Monday, 17 January 2022

Cross-functional units, a challenge within reach

Jordi Varela
Editor



In 2003, a study led by Chris Ham observed that for eleven clinical situations related to chronicity and age, the NHS allocated up to three and a half times more hospital beds than Kaiser Permanente. This was such a surprising result that it generated great admiration for the European health managers by the Californian insurer, especially considering that, according to the researchers themselves, the success of KP lies in the transversal integration of its services, the promotion of self-care, the active role of community nurses and the involvement of physicians to achieve maximum resolution of problems in the framework of primary care.

Getting inspired by KP is paramount

In light of the evidence, health organizations must carry out a planning exercise based on three points: a) identify, in the field of primary care, people affected by the most frequent chronic diseases: type 2 diabetes, heart failure, COPD, coronary artery disease, high blood pressure, depression-anxiety, cognitive problems and osteoarthritis, to name the most common; b) agree on a clinical path between primary care and the corresponding hospital specialists, specifically determining "who does what" and evolve it towards a "value chain", and c) generate a cross-functional collaborative unit (CFCU) that acts as a single reference for the primary care teams (PCT) for each of the flows generated by the chosen clinical processes.

Agenda to be resolved to make the KP experience a reality

  1. The diagnostic and assessment process of suspected cases should be carried out with a joint effort between the PCT and the corresponding CFCU.
  2. The primary and secondary prevention of each of the pathologies should fall mainly on the PTC since primary care is the most appropriate level of care to promote healthy habits in the population at risk, adjust treatments to the way of being of each person, promote shared clinical decisions, improve adherence to recommendations, strengthen home controls in the most vulnerable patients, establish cooperation networks with neighbourhood pharmacists and develop surveillance systems to detect decompensation early.
  3. The competencies of family and community nurses must be deployed to the maximum, so the formative and evaluative support of the specialized nurses of the corresponding CFCU will be necessary.
  4. The clinical sessions, the qualified consultations and the training programs carried out between the CFCU and the PCTs must be the basis for continuous improvement and updating of knowledge.
  5. Family doctors and CFCU specialists must fully share the diagnostic and therapeutic guidelines, to indicate medical or surgical treatments according to the evidence, and also adjust them to the characteristics of each person.
  6. Family doctors, family nurses and primary care pharmacists should periodically review the medication that patients take and propose de-prescription strategies, whenever they deem it convenient.
  7. The collaboration between the PCT and the corresponding CFCU is key for the difficult management of complications, co-morbidities and advanced phases that chronic patients end up suffering and for the adjustment of individualized treatment plans to each circumstance.
  8. The transitions of the hospital discharge of patients must be planned early and in a personalized way by a cross-disciplinary multidisciplinary team and, once the patients arrive home, they must receive a structured and coordinated follow-up between the PCT and the CFCU.

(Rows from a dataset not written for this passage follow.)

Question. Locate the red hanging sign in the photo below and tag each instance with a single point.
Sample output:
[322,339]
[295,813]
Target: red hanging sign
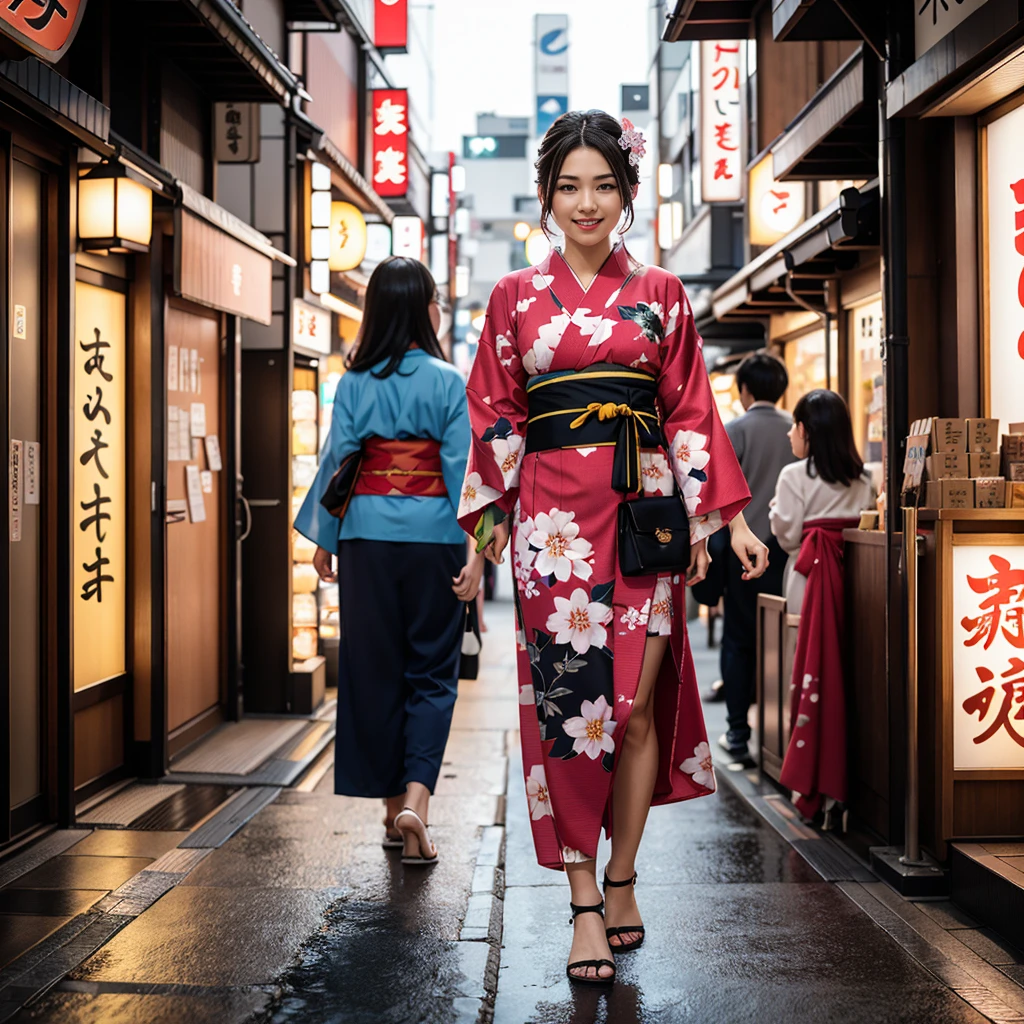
[391,25]
[45,28]
[390,142]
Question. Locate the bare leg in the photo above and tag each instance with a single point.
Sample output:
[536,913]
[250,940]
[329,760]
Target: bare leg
[589,941]
[392,806]
[632,793]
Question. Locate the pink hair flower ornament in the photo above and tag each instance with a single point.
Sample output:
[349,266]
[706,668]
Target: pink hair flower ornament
[632,139]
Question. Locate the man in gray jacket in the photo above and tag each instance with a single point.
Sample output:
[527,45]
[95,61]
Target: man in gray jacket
[763,449]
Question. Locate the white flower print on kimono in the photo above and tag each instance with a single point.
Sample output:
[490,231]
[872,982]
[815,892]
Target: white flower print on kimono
[659,624]
[538,359]
[592,730]
[537,793]
[523,558]
[656,474]
[635,619]
[580,622]
[508,455]
[475,494]
[561,550]
[700,767]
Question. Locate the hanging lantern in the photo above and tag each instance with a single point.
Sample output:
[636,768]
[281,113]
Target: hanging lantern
[115,211]
[348,237]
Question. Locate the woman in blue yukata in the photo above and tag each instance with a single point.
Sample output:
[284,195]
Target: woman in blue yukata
[401,564]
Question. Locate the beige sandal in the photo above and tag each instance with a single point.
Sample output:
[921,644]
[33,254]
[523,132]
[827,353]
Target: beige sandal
[419,830]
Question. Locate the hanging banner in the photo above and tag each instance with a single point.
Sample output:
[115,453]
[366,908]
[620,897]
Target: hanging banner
[98,500]
[390,142]
[721,122]
[551,69]
[391,26]
[988,655]
[45,28]
[1005,284]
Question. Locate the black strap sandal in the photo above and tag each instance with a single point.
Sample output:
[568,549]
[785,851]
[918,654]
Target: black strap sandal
[624,947]
[597,965]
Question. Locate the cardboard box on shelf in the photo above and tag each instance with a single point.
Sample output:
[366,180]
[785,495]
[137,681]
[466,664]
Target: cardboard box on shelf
[945,465]
[983,435]
[956,494]
[948,435]
[984,464]
[990,493]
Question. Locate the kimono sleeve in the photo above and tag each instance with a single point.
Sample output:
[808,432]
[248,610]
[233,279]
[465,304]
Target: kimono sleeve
[313,521]
[498,418]
[701,456]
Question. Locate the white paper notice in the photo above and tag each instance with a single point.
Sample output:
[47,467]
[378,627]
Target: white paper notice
[15,489]
[172,434]
[172,368]
[198,419]
[184,439]
[31,492]
[213,453]
[194,485]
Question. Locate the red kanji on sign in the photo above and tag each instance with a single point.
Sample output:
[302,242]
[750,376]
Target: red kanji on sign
[390,142]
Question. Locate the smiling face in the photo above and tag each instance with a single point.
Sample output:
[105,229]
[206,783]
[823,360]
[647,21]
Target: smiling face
[586,205]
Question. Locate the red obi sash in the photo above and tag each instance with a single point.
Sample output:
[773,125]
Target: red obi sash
[409,468]
[815,760]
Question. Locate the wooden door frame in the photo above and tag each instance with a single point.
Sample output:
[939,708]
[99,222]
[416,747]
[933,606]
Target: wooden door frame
[189,731]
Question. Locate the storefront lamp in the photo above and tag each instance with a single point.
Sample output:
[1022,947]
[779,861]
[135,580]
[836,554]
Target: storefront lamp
[115,211]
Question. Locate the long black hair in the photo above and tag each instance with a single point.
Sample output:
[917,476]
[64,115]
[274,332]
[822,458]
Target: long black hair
[396,314]
[584,129]
[832,452]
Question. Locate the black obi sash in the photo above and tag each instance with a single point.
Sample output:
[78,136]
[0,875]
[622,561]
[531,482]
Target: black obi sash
[601,406]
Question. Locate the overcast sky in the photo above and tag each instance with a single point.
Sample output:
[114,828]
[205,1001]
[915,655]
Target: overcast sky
[484,57]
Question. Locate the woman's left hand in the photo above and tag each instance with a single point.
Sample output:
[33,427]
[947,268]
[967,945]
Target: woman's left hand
[751,551]
[467,583]
[699,562]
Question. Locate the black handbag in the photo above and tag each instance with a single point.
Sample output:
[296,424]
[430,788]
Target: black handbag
[469,665]
[653,536]
[342,484]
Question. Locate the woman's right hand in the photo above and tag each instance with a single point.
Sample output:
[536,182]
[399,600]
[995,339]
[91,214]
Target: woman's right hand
[499,541]
[324,563]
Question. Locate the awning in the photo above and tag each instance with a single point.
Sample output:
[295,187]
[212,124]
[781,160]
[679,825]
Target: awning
[709,19]
[213,43]
[796,269]
[814,19]
[836,136]
[39,87]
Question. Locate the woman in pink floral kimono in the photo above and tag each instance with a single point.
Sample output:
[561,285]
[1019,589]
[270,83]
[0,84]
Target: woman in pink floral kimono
[589,342]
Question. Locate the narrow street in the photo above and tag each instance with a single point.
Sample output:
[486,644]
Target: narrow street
[301,918]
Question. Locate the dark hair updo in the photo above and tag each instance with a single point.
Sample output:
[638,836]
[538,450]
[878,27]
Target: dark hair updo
[584,129]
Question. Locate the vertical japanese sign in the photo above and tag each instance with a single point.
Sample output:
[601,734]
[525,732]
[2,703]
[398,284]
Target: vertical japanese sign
[1005,230]
[721,122]
[391,26]
[45,28]
[98,501]
[236,128]
[390,141]
[551,69]
[935,18]
[988,656]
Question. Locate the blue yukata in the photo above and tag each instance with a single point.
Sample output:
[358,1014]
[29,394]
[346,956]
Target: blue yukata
[401,624]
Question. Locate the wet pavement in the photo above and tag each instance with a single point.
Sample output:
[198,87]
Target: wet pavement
[300,918]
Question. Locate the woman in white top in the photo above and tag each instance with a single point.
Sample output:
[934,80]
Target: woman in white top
[828,482]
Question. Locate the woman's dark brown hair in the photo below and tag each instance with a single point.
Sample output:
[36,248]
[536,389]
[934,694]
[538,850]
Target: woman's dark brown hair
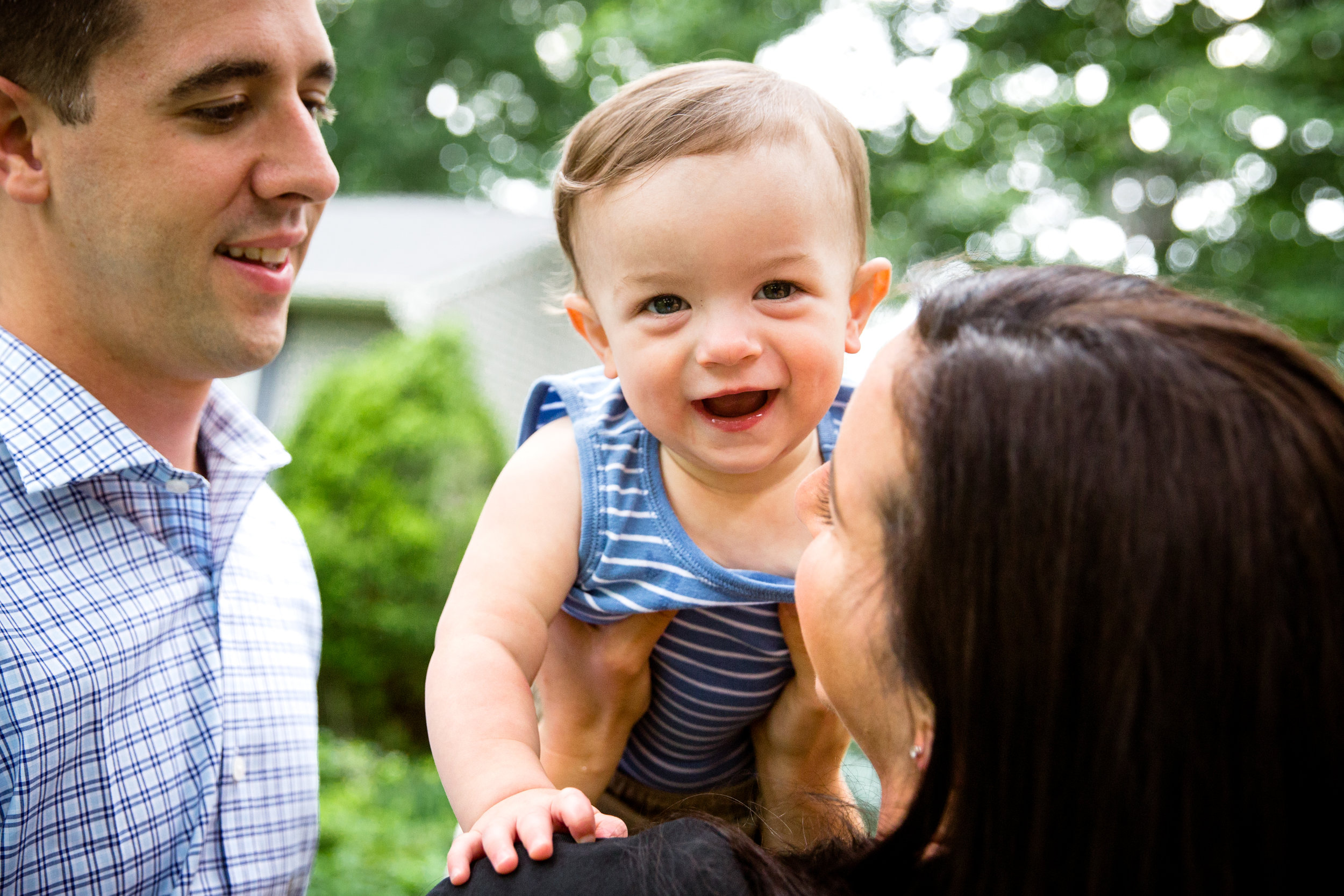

I don’t have data, but I believe that with this KP inspiration plan, many patients would be included and many comings and goings between healthcare levels would be reduced, as well as little value and even unnecessary use of resources. Putting order and common sense to the flow generated by patients affected by the most frequent chronic diseases can bring many benefits to people and service provision systems.

The time has finally come to see innovation as an investment. Do not doubt it, a decided commitment to collaborative transversal functional units between primary care and hospitals is a key strategy to make the much-touted integration of services a reality.